||[Feb. 12th, 2007|10:15 pm]
|||||Metallica - Wasting My Hate||]|
Wow, this place is quiet. Let's liven things up a bit!
So today I was sitting in my car on a garage forecourt and some teenage boys passed by, tossing a ball of tinfoil between them. One of them did a kind of a skip and a jump move, and in doing so put his hand on my bonnet to get more lift. I was a little annoyed, but there was no damage to the car, so, no big deal, not worth making a fuss over.
But if I were freetarded...
So, I was chilling at the gas station in my brand new Renault Laguna with a custom paint job of pearlescent blue, and a bunch of awesome “street theme” vinyls on the side, getting lots and lots of drooling looks from all the other drivers (sorry boys, this former Baywatch babe is taken!). When all of a sudden, this nasty screeching yard ape runs up, and slams his hand down on MY car! Immediately the paint peeled off due to his revolting childsweat, RUINING my expensive paint job!

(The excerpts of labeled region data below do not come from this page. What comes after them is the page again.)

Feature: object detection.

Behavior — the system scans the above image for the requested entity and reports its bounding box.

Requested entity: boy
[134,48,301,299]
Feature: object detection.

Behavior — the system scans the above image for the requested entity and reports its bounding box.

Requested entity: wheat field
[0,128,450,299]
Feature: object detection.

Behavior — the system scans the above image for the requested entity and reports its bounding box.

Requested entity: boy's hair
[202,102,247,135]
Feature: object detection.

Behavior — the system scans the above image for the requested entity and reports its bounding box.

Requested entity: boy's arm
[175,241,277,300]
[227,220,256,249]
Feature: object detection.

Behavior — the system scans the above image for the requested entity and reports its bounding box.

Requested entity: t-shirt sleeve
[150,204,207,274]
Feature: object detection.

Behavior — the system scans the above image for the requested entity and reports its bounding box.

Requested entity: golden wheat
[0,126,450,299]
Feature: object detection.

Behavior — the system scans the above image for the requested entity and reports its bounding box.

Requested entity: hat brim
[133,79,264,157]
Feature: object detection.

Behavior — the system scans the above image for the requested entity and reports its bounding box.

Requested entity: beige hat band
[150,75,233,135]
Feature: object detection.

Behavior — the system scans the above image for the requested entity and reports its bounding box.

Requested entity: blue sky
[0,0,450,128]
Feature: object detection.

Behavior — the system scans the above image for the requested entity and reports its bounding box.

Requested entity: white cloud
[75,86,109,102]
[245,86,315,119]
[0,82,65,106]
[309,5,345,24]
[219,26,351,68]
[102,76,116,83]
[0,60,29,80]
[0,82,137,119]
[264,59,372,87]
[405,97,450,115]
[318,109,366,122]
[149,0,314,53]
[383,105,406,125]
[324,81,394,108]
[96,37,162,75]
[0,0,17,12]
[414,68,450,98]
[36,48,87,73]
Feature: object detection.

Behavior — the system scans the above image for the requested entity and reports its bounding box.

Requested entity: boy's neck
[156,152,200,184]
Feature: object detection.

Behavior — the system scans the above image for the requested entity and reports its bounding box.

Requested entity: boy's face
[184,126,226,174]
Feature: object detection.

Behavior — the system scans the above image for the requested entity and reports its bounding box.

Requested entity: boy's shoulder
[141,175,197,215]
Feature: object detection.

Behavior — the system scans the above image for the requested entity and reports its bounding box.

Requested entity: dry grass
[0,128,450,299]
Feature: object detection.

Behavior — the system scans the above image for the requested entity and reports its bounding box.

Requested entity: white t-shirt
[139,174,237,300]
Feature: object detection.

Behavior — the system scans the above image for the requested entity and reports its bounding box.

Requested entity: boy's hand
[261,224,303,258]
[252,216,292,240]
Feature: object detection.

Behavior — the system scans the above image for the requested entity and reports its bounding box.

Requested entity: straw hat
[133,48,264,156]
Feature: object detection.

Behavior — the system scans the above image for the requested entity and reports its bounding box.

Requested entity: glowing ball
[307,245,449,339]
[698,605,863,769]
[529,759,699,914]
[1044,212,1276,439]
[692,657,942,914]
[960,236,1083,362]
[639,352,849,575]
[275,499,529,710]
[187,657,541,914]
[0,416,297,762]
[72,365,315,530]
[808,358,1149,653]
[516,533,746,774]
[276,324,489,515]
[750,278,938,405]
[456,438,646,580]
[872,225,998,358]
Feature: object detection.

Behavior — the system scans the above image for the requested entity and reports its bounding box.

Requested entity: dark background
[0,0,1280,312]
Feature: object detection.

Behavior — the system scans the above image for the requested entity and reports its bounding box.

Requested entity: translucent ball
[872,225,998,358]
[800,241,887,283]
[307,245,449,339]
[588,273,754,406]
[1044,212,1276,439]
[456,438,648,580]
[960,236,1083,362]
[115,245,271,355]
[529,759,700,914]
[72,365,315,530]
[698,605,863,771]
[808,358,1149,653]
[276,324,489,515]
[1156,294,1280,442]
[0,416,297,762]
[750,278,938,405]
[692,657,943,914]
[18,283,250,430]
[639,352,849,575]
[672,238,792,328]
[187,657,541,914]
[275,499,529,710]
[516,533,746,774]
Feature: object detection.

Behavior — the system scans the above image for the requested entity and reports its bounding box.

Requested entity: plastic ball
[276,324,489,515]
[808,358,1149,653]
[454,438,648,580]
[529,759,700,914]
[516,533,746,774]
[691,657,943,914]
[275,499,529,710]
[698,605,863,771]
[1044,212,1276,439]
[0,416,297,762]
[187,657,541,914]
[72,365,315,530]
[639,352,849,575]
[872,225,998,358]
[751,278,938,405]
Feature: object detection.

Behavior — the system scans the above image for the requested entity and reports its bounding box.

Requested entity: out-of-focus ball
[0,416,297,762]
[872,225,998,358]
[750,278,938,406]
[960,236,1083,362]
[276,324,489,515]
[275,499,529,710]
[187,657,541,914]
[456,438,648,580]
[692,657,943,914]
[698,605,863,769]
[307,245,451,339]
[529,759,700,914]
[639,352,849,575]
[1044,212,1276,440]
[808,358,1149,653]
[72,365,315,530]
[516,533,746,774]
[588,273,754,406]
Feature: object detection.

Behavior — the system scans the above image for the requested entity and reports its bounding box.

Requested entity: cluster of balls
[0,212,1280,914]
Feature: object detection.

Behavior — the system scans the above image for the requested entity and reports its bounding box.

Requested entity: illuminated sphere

Needless to say, I revved my engine and drove straight at the juvenile delinquent, knocking him onto my hood. He hadn’t even the good manners to slide under the wheels – instead he rolled up my windshield, onto my roof, down the rear window and onto the ground behind me. Huge flakes of paint fell off wherever he touched and my vinyls all dissolved. So now I was pissed. I jumped out of the car, pulled out my gun and marched up to him, yelling, “Say your prayers, you little punk! Get on your knees! Execution style!” This caused the failed abortion to shit his pants, which pissed me off even more, so I pistol-whipped him into unconsciousness to teach him a lesson. Christ, why do breeders let their crotchfruit go outside if they’re not potty-trained? Fucking attachment parents. I hate them. Anyway. Now everyone at the gas station is applauding wildly and I’m taking a bow, when suddenly the moother thunders up and starts lowing all over the place. I shoot the bitch out of goddamn principle. Then the duhd makes the scene and starts thanking me for disciplining his bratty semen stain and offing his horrible wife. I blow his balls off to make sure he doesn’t reproduce ever again. Now everyone’s cheering and chanting my name, and five guys offered to pay to have my paint job and vinyl set-up redone. So my ride got pimped and it was all for free! Take that, breeders!
Then I drove home and had amazing sex with my DH Liam and our life partners, Rupert and Theodore. I’m talking amaaaazing sex. Massive sex. Hot, wonderful, fantastic sex. The kind of sex poor dumb breeders certainly AREN’T having. And we didn’t even have to use condoms because hubby is a doctor and he sterilised us all for free. The end.